U.S. troops stage exercise in Kosovo before Serbian elections, U.N. status proposal

Associated Press, Friday, January 19, 2007 11:45 AM

MOGILA, Serbia-Dozens of U.S. peacekeepers on Friday jumped from helicopters and scattered across cornfields in eastern Kosovo, in a show of force before weekend elections in Serbia and an expected U.N. proposal for the future of the disputed province.

The troops, part of 16,000-strong NATO-led peacekeeping force that has patrolled Kosovo since mid-1999, conducted a drill to test their readiness to react should violence arise in the ethnically divided province.

The display of force included Black Hawk and Apache helicopters hovering above the village of Mogila, inhabited by both ethnic Albanians and Serbs, communities at odds over what the future of Kosovo should hold.

The purpose of the exercise "is to evaluate and test our capability to rapidly move our forces" anywhere within U.S.-controlled area, Lt.
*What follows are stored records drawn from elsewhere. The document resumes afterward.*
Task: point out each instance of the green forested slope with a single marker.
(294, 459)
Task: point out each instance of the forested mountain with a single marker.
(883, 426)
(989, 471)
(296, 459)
Col. Lapthe Flora said.

Kosovo has been administered by a U.N. mission since mid-1999, following NATO's air war that halted Serb forces' crackdown on ethnic Albanian separatists.

The province's status has been a point of dispute between Kosovo's ethnic Albanians, who are seeking to secede, and Serbia, which offers broad autonomy but wants to keep the province within its borders.

With the two sides deeply divided, chief U.N. envoy Martti Ahtisaari, who facilitated yearlong talks on the issue, is set to present his recommendations following Sunday's parliamentary election in Serbia.

Diplomats say the province will likely get some form of independence, supervised by an international presence, while NATO is set to keep troops in Kosovo for several years.

There have been fears that Ahtisaari's report could spark renewed violence between the ethnic Albanian majority and the Serb minority.